彼女がこんなに実力のある女優さんとは思わなかったよ。
希和子と薫の別れのシーンにおける子役の渡辺の演技が、もう、ね・・・!
「ママ・・・来て」「行って」の切ない遣り取りの後、とぼとぼ歩く後ろ姿がね・・・!
思い出しても涙ズルズル。
薫以外の登場人物達の自分勝手さには、映像で見せられると不愉快さも強く感じるなぁ。
誘拐をする希和子もだし、恵津子の八つ当たりもだし、二人の男の“大人げなく性欲に振り回されてるだけじゃん”感もだし。
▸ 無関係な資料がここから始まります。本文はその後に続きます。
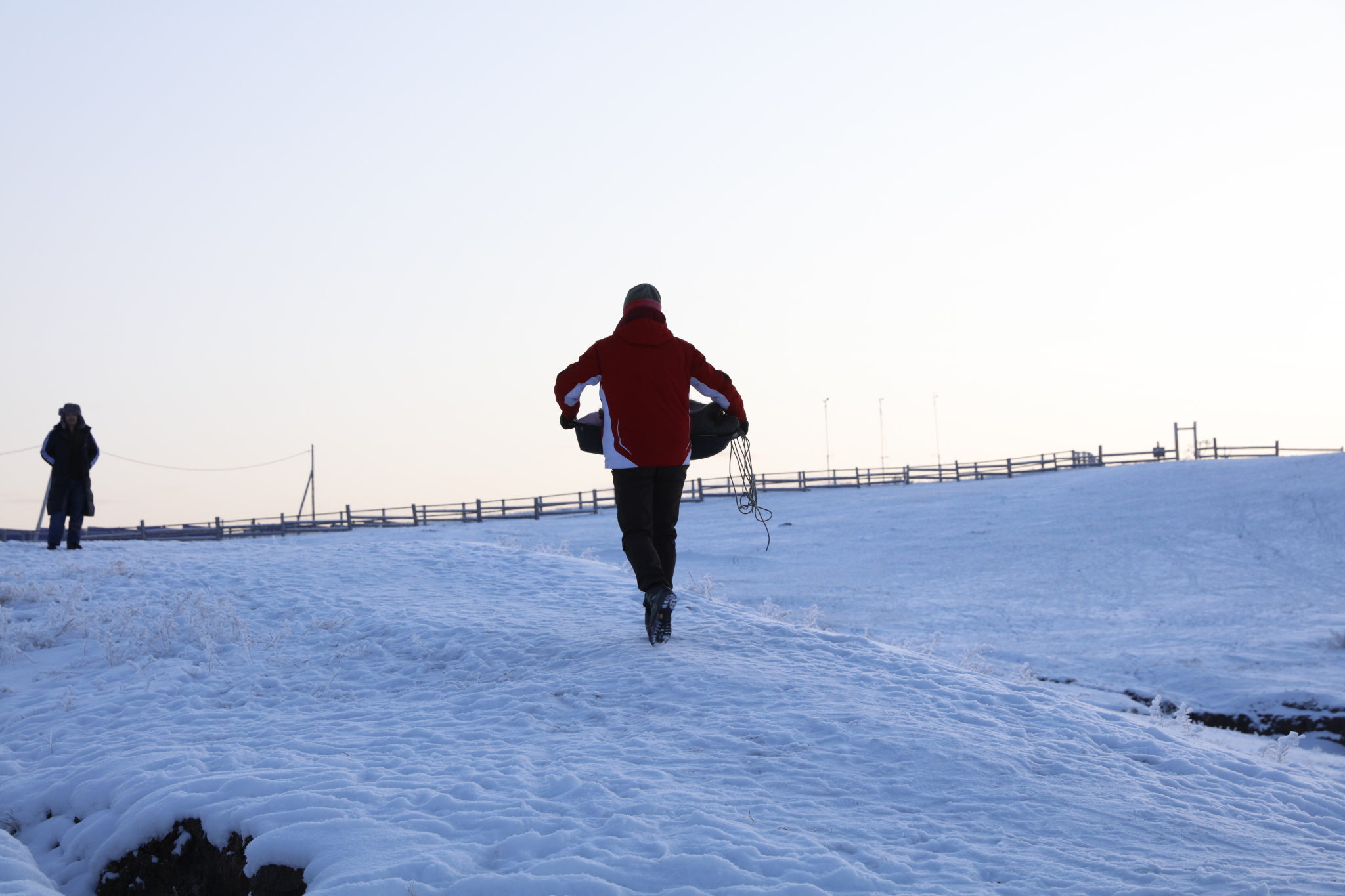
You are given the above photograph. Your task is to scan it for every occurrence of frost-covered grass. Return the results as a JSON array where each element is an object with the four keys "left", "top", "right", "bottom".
[{"left": 0, "top": 462, "right": 1345, "bottom": 896}]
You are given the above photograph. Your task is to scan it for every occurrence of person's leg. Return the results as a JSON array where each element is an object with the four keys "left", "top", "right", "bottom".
[
  {"left": 652, "top": 466, "right": 686, "bottom": 588},
  {"left": 612, "top": 466, "right": 665, "bottom": 591},
  {"left": 66, "top": 482, "right": 85, "bottom": 551},
  {"left": 47, "top": 513, "right": 66, "bottom": 551}
]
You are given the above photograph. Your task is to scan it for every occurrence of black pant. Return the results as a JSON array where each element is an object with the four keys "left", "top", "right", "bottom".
[
  {"left": 47, "top": 482, "right": 83, "bottom": 549},
  {"left": 612, "top": 466, "right": 686, "bottom": 591}
]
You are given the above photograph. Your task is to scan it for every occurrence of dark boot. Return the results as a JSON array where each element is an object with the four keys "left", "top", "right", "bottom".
[{"left": 644, "top": 584, "right": 676, "bottom": 643}]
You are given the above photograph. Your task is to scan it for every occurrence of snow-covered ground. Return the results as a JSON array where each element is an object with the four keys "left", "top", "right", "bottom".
[
  {"left": 466, "top": 454, "right": 1345, "bottom": 751},
  {"left": 0, "top": 458, "right": 1345, "bottom": 896}
]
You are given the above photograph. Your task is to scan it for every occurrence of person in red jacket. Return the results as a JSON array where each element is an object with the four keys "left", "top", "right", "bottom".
[{"left": 556, "top": 284, "right": 748, "bottom": 643}]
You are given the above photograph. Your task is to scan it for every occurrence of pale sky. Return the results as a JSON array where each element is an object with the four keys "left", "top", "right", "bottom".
[{"left": 0, "top": 1, "right": 1345, "bottom": 528}]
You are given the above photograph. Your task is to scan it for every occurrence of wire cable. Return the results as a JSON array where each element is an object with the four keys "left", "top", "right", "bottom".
[
  {"left": 729, "top": 434, "right": 775, "bottom": 551},
  {"left": 100, "top": 449, "right": 308, "bottom": 473}
]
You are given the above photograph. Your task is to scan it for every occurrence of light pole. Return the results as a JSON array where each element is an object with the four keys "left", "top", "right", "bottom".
[
  {"left": 822, "top": 398, "right": 831, "bottom": 470},
  {"left": 933, "top": 393, "right": 943, "bottom": 466},
  {"left": 878, "top": 398, "right": 888, "bottom": 470}
]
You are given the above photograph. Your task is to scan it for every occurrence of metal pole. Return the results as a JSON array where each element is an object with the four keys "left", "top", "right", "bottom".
[
  {"left": 933, "top": 393, "right": 943, "bottom": 473},
  {"left": 822, "top": 398, "right": 835, "bottom": 470},
  {"left": 878, "top": 398, "right": 888, "bottom": 470},
  {"left": 32, "top": 467, "right": 56, "bottom": 542}
]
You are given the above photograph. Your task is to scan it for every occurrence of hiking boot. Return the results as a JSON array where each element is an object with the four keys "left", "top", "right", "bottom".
[
  {"left": 653, "top": 587, "right": 676, "bottom": 643},
  {"left": 644, "top": 584, "right": 663, "bottom": 643}
]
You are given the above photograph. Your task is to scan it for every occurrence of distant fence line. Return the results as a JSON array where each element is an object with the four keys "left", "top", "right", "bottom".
[{"left": 0, "top": 439, "right": 1345, "bottom": 542}]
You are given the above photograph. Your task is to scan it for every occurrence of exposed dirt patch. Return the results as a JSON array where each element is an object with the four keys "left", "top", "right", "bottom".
[{"left": 94, "top": 818, "right": 308, "bottom": 896}]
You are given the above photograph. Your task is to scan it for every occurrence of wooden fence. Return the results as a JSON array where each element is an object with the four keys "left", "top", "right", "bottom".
[{"left": 0, "top": 439, "right": 1345, "bottom": 542}]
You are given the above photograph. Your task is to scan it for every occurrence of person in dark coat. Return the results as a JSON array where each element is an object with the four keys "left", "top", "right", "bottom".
[{"left": 41, "top": 404, "right": 99, "bottom": 551}]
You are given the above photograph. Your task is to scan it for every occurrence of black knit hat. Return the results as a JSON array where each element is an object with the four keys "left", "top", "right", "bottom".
[{"left": 621, "top": 284, "right": 663, "bottom": 308}]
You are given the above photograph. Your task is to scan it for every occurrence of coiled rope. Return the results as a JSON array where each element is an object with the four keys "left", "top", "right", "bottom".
[{"left": 729, "top": 434, "right": 775, "bottom": 551}]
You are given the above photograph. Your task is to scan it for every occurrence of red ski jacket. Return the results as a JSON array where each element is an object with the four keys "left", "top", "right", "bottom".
[{"left": 556, "top": 309, "right": 747, "bottom": 470}]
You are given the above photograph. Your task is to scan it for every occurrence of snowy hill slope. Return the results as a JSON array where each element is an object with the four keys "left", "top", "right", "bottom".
[
  {"left": 0, "top": 518, "right": 1345, "bottom": 896},
  {"left": 463, "top": 454, "right": 1345, "bottom": 750}
]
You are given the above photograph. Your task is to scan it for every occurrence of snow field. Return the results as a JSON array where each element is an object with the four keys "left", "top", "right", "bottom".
[
  {"left": 0, "top": 510, "right": 1345, "bottom": 896},
  {"left": 460, "top": 454, "right": 1345, "bottom": 746},
  {"left": 0, "top": 830, "right": 58, "bottom": 896}
]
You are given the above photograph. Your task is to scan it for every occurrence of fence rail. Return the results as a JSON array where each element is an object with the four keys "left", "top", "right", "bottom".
[{"left": 0, "top": 439, "right": 1345, "bottom": 542}]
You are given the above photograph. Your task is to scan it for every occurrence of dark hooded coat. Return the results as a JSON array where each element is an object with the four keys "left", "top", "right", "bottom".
[{"left": 41, "top": 416, "right": 99, "bottom": 516}]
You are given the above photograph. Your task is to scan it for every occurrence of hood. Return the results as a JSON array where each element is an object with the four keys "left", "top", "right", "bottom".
[{"left": 612, "top": 308, "right": 672, "bottom": 345}]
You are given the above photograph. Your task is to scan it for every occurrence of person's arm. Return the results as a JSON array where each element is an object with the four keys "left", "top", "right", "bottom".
[
  {"left": 556, "top": 343, "right": 603, "bottom": 426},
  {"left": 688, "top": 345, "right": 748, "bottom": 423}
]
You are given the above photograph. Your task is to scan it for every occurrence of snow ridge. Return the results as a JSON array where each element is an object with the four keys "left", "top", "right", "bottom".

でも、やっぱり瀬戸内の小さな町や綺麗な海のシーンやそこに暮らす希和子と薫の刹那の幸せの描写は本当に美しくて、やっぱりやっぱりこの擬似親子が少しでも長く一緒にいられるようにと願ってしまう。
ラスト、現在の希和子を画面に出さなかったのは良い演出。
田中泯の登場シーンは短いのに、なんだあの存在感。
録画してあるので、また観よう。
DVDもそのうち借りよう。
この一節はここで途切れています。